This repository contains the implementation of the Ananke provenance framework, as well as performance evaluation experiments. In the following, we are providing necessary setup steps as well as instructions on how to run the experiments from our paper and how to visualize them. All steps have been tested under Ubuntu 20.04.
The following dependencies are not managed by our automatic setup and need to be installed beforehand.:
- git
- bc
- wget
- maven
- unzip
- java
- python>=3.7 + pip3
For Ubuntu 20.04: sudo apt-get install git wget bc maven unzip default-jdk python3-pip
Some experiments rely on docker to be installed:
- docker (see here) must be setup to run without root
- docker-compose (see here)
This method will automatically download Apache Flink 1.10 and the input datasets, configure path variables, compile the Ananke framework and run a short demonstrator experiment to see whether the setup was succesful.
- Clone this repository.
- From the top-level folder, run
./auto_setup.sh. - Done.
- Clone this repository.
- Download Apache Flink 1.10 from here to a folder of your choosing.
- Untar Flink:
tar zxvf flink-1.10.0-bin-scala_2.11.tgz. - Open the file
scripts/config.shand replacePATH_HEREwith the location of the untared Flink folder. - Download the datasets by running
./standalone_input_data_downloader.shfrom the top-level directory. - Compile Ananke with our compiler script by running
./scripts/compile.shfrom the top-level directory. - Install the plotting requirements by running
pip3 install -r python-requirements.txtin the top-level directory.
You are now done with the setup. To run a short demonstrator experiment for checking the success of the setup run the following line:
./scripts/run.sh ./scripts/experiments/setup_exp.sh -d 1 -r 1.Experiment scripts are found in scripts/experiments and can be executed by calling scripts/run.sh from the top-level directory of the project. The run script takes care of creating output directories based on the commit hash and the date, and it also preprocesses the output after the end of the experiment. It can control maximum duration, number of repetitions, etc. using CLI args. For example:
# Run lrAnankeCompare (experiment underlying Figure 10) for 10 reps of 10 minutes
./scripts/run.sh ./scripts/experiments/lrAnankeCompare.sh -d 10 -r 10Result files are stored in the folder data/output.
Here, we describe how to automatically reproduce the results from our paper on your available hardware.
Caution: The dataset used for the Smart Grid queries must not be published due to privacy regulations, the corresponding experiments can thus not be reproduced by third parties.
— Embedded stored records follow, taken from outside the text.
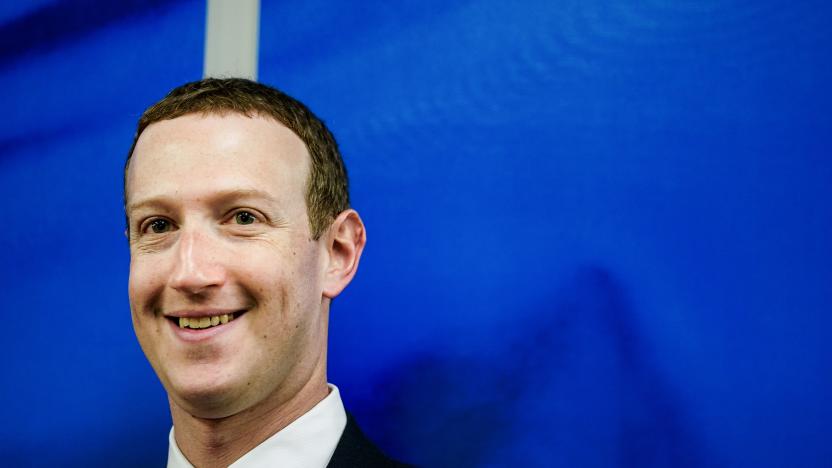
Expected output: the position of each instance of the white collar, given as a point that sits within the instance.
(308, 441)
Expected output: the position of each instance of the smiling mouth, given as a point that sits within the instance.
(198, 323)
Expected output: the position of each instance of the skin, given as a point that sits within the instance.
(217, 221)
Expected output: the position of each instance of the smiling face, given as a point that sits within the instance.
(218, 227)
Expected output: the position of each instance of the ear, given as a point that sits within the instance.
(345, 242)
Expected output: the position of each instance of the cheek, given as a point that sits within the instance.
(145, 283)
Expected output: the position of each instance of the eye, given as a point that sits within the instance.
(159, 226)
(244, 217)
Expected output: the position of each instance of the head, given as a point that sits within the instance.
(240, 236)
(327, 186)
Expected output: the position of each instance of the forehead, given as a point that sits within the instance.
(195, 155)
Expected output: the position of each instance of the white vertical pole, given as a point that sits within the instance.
(231, 39)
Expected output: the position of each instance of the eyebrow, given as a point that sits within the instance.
(224, 196)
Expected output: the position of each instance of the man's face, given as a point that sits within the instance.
(218, 226)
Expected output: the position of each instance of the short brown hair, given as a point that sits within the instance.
(327, 188)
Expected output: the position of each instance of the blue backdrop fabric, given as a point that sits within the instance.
(598, 230)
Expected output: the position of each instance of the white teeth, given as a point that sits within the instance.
(204, 322)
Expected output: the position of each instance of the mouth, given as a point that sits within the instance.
(206, 321)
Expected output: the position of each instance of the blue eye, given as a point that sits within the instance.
(159, 226)
(244, 217)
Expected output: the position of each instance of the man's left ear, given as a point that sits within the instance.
(345, 242)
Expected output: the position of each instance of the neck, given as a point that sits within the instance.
(220, 442)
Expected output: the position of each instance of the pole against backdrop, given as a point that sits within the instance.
(231, 38)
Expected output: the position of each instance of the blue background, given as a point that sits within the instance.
(599, 231)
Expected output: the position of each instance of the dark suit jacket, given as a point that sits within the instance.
(354, 450)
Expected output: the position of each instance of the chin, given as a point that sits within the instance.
(206, 397)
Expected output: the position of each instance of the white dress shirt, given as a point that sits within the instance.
(308, 441)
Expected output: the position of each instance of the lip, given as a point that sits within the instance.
(202, 313)
(192, 335)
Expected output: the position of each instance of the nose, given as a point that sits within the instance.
(198, 267)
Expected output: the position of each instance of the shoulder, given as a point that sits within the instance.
(354, 449)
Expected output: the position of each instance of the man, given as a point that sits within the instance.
(241, 234)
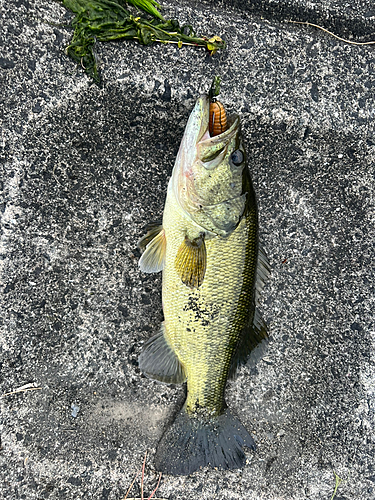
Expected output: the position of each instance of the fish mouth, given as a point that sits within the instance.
(197, 135)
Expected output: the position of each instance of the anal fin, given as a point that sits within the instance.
(159, 361)
(252, 335)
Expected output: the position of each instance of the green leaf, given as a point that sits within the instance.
(106, 20)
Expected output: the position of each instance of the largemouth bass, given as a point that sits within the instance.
(213, 271)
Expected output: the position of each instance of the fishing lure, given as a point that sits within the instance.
(217, 116)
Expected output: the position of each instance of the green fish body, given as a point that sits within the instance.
(213, 270)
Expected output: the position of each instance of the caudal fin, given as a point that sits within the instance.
(194, 442)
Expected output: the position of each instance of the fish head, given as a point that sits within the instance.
(208, 176)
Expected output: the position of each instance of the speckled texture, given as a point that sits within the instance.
(84, 169)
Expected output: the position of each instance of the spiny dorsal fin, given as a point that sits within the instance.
(159, 361)
(252, 335)
(191, 261)
(152, 260)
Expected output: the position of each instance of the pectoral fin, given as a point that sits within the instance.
(154, 242)
(191, 261)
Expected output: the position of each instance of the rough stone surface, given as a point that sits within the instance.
(84, 169)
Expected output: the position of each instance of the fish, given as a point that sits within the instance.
(213, 270)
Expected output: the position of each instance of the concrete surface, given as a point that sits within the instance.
(84, 169)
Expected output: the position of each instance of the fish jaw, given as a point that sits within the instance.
(205, 182)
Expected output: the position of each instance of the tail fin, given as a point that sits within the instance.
(193, 442)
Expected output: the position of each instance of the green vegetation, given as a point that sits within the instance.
(107, 20)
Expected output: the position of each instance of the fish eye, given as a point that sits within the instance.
(237, 157)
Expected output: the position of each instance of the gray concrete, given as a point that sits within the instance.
(84, 169)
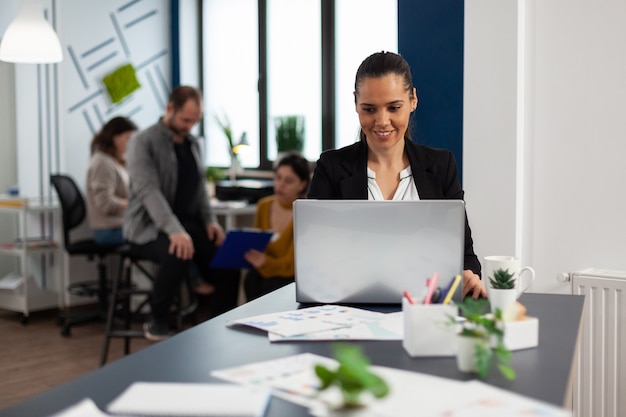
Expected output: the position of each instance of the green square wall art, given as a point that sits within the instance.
(121, 83)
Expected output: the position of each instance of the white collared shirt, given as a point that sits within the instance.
(406, 189)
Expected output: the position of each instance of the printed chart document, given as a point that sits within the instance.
(238, 242)
(190, 399)
(411, 393)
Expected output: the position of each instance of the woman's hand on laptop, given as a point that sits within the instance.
(473, 285)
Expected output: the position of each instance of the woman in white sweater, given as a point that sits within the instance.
(107, 181)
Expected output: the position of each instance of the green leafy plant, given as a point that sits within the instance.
(289, 133)
(224, 123)
(485, 328)
(502, 279)
(352, 376)
(214, 174)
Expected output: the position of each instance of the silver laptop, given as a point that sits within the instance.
(360, 251)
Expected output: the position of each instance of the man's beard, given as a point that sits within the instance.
(177, 130)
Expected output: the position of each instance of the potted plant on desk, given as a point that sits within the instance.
(481, 340)
(353, 377)
(213, 175)
(289, 134)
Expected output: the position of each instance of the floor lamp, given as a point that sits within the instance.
(30, 39)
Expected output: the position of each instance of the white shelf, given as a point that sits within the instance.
(41, 264)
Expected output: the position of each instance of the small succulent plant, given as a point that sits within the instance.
(353, 376)
(502, 279)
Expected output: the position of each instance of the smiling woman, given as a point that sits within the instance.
(385, 164)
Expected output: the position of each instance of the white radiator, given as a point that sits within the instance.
(600, 378)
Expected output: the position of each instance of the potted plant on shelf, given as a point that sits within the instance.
(353, 377)
(503, 292)
(289, 133)
(235, 165)
(481, 340)
(213, 174)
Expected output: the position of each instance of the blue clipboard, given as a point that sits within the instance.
(238, 242)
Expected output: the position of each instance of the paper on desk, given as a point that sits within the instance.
(309, 320)
(382, 327)
(293, 379)
(190, 399)
(84, 408)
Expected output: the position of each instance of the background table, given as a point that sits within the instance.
(542, 373)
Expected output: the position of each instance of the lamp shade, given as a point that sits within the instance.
(30, 38)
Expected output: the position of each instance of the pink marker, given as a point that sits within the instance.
(408, 297)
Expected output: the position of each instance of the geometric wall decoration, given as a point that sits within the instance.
(121, 83)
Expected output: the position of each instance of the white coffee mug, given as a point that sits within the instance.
(523, 276)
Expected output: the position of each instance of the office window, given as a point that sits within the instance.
(291, 69)
(294, 69)
(362, 27)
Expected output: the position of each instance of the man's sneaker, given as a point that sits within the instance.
(154, 332)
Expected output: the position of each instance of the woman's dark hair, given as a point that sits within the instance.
(380, 64)
(103, 141)
(299, 165)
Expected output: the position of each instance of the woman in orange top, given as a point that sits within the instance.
(274, 268)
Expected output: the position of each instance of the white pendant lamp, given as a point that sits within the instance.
(30, 38)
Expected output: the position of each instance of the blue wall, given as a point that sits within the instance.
(430, 38)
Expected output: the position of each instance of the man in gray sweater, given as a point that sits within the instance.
(169, 219)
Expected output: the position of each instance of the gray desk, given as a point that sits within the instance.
(543, 372)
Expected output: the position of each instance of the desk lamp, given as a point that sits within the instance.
(30, 39)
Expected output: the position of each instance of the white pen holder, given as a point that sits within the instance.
(428, 330)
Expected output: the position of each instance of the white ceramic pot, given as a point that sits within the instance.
(502, 298)
(466, 353)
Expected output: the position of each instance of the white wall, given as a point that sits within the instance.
(566, 76)
(53, 111)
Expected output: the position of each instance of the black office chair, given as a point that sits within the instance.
(74, 213)
(121, 313)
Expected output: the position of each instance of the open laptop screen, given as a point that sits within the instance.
(361, 251)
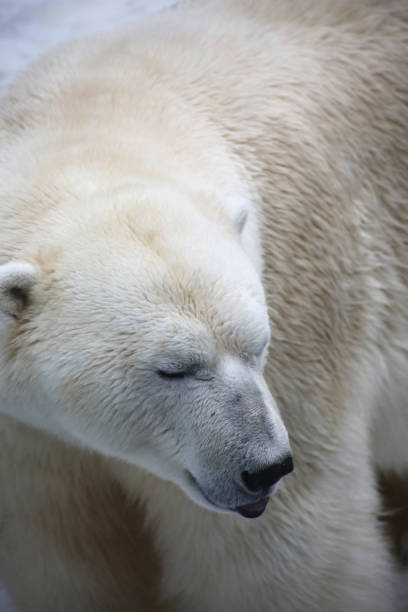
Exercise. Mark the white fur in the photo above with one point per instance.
(231, 175)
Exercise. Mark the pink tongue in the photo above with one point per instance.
(253, 510)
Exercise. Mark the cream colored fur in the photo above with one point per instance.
(162, 153)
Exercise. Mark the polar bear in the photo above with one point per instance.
(203, 274)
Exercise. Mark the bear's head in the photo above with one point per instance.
(138, 327)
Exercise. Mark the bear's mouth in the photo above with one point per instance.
(252, 510)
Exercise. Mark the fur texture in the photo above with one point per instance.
(140, 175)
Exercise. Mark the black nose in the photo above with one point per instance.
(265, 478)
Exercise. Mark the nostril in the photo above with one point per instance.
(265, 478)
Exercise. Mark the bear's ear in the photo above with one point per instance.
(17, 280)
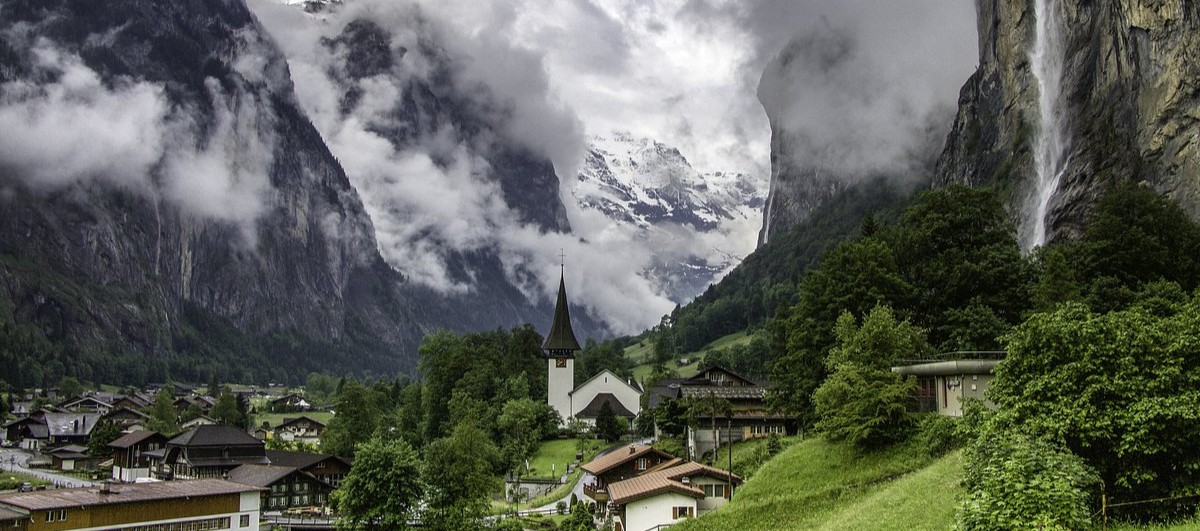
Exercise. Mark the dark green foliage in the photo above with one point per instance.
(459, 475)
(767, 279)
(383, 488)
(607, 427)
(937, 434)
(1019, 482)
(1119, 389)
(597, 357)
(97, 441)
(359, 411)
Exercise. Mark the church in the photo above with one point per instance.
(624, 397)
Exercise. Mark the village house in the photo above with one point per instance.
(329, 469)
(618, 465)
(943, 387)
(72, 457)
(291, 403)
(739, 405)
(304, 429)
(208, 451)
(283, 487)
(667, 494)
(191, 505)
(131, 454)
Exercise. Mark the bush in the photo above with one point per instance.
(1019, 482)
(937, 434)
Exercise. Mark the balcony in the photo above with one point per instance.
(598, 493)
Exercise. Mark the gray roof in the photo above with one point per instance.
(133, 437)
(61, 499)
(593, 409)
(215, 435)
(961, 367)
(259, 475)
(561, 338)
(71, 424)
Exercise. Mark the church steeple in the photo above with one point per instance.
(561, 341)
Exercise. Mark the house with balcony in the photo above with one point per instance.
(132, 454)
(208, 452)
(945, 385)
(618, 465)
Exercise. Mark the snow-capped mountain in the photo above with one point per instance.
(651, 186)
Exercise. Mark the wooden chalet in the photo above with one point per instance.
(132, 454)
(621, 464)
(283, 487)
(207, 452)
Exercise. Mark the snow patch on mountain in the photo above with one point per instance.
(699, 224)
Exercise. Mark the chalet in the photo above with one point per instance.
(943, 387)
(192, 505)
(329, 469)
(618, 465)
(85, 404)
(131, 454)
(283, 487)
(72, 457)
(125, 417)
(745, 417)
(624, 397)
(208, 451)
(666, 494)
(303, 429)
(202, 421)
(289, 403)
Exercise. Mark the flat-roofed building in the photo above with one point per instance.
(184, 505)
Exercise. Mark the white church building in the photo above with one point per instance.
(624, 397)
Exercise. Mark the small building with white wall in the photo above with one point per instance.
(946, 386)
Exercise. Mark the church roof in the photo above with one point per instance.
(562, 336)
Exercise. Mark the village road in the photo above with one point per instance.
(13, 460)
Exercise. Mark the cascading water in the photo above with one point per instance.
(1050, 151)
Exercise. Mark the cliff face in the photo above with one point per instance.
(1129, 94)
(234, 242)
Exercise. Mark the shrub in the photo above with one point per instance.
(937, 434)
(1019, 482)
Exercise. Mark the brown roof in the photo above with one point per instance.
(666, 481)
(619, 457)
(133, 437)
(126, 493)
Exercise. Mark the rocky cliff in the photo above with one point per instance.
(168, 209)
(1129, 94)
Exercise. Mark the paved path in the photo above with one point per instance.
(13, 460)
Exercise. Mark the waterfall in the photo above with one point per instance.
(1050, 150)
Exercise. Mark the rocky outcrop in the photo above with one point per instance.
(1131, 93)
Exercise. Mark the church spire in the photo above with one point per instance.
(561, 341)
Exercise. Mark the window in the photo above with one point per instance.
(682, 512)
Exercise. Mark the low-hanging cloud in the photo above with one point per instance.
(78, 129)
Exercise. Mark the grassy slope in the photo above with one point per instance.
(815, 482)
(640, 356)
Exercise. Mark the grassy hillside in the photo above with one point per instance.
(641, 353)
(817, 484)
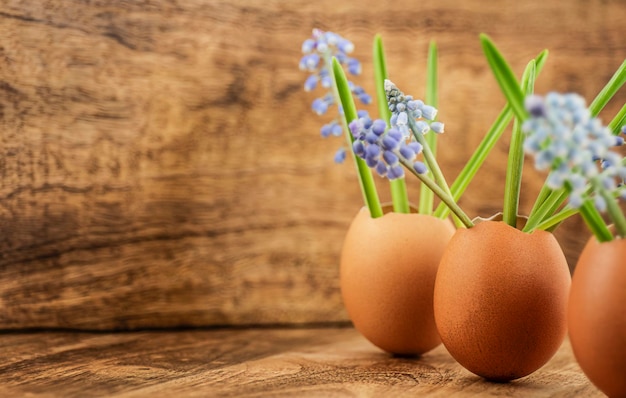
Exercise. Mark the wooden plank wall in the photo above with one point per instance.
(160, 164)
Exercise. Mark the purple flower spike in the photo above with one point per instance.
(358, 148)
(381, 169)
(319, 106)
(365, 99)
(390, 143)
(311, 83)
(422, 127)
(379, 126)
(416, 147)
(372, 151)
(535, 106)
(340, 155)
(318, 51)
(395, 134)
(407, 153)
(576, 147)
(429, 112)
(390, 158)
(437, 127)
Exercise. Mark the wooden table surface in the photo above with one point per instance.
(251, 362)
The folder reproduce/ contains one bash script labelled as the corresponding figure in the paper. Executing such a script will run the experiment automatically, store the results, and create a plot of them. When reproducing Figure 20 or Table 2, dockerd must be running. Simply enter the folder and execute, e.g.
# Reproduce Figure 10 in the paper
./figure10.shFor running variations of the experiments and plotting the results, we suggest inspecting the bash scripts in the reproduce folder.
Beware that the hardware the experiments were executed on (as indicated in the paper) may differ from yours.